Cutesy or Realistic Name
Squall's "Lionheart" is nothing compared to this!  

To Westwood's credit, their multiplayer service works well, and serves as an interesting AND workable substitute to D2's battle.net. Nox's multiplayer services are designed around the concept of Quake servers (seriously!) Have you ever tried using a hack-and-slash RPG character in a capture-the-flag match? It's interesting. Too bad the rest of the game couldn't follow in its innovation. Although Nox's multiplayer community does not scratch the masses of battle.net players, their community does have a small and loyal following, complete with clans and a regional ladder system.
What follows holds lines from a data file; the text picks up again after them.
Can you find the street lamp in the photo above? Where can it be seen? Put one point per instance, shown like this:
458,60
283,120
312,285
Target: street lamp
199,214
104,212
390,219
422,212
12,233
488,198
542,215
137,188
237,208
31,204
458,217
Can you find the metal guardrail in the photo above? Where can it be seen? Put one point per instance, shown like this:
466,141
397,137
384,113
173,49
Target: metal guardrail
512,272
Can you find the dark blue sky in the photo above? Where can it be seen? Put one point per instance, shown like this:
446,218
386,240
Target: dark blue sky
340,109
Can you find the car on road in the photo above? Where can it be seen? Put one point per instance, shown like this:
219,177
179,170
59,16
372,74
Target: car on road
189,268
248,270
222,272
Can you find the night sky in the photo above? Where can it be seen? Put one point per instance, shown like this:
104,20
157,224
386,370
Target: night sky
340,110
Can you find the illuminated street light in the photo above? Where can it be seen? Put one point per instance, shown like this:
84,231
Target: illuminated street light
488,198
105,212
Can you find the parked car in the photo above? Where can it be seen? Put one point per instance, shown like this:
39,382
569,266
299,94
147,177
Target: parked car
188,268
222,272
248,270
Nox's artists put some work into the game also, and it shows. For computer users who have the hardware and a large monitor, try playing the game in 1024*768 resolution. It looks beautiful during the whole game. The FMV scenes, however, are nothing special, as Westwood has been beaten considerably by Blizzard in that department.

During the six-month period between Nox and D2's releases, Nox provided a temporary alternative to hack-and-slash fans. When D2 came along though, Nox never stood a chance. I bought this game at a local CompUSA for $16 US Dollars, and as a bargain bin title, Nox will provide an interesting diversion. To think this was one of D2's main competitors, however, is blasphemy.